Computing Reviews

Exploiting the power of group differences :using patterns to solve data analysis problems
Dong G., Morgan&Claypool Publishers,San Rafael, CA,2019. 148 pp.Type:Book
Date Reviewed: 01/10/20

Emerging patterns (EPs) can be used as features, as simple classifiers, and as subpopulation signatures or characterizations. This book presents methods for investigating group differences based on EPs for a variety of data analysis problems. These methods can also be used when data is limited. The book is not difficult to read, but it requires a bit of effort from those with no formal or technical background.

Chapter 1 introduces the book, providing readers with a summary of the content of each chapter and motivating the needs of EPs. Chapter 2 provides readers with useful formal notions for following and understanding the rest of the book, such as the definitions of attributes, features, variables, data instances and datasets, patterns, supports, equivalence classes, minimal generators, and borders.

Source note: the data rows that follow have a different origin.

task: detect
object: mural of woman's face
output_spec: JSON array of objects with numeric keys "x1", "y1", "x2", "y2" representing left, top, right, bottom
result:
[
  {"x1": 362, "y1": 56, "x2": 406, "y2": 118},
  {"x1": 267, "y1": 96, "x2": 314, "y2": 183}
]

Chapter 3 introduces the basics of EPs and presents a simple algorithm for mining them, useful also with small datasets. Chapters 4 and 5 focus on classification by aggregating multiple matching EPs, a discriminating pattern aggregation approach. It describes the algorithm and provides an example on a small dataset, showing how it can outperform other classification algorithms.

Chapter 6 presents an EP-based method for intrusion detection: one-class classification using length of EPs. This is evaluated empirically on two public datasets widely used to evaluate intrusion detection systems. Chapter 7 introduces the contrast pattern-based clustering-quality evaluation method.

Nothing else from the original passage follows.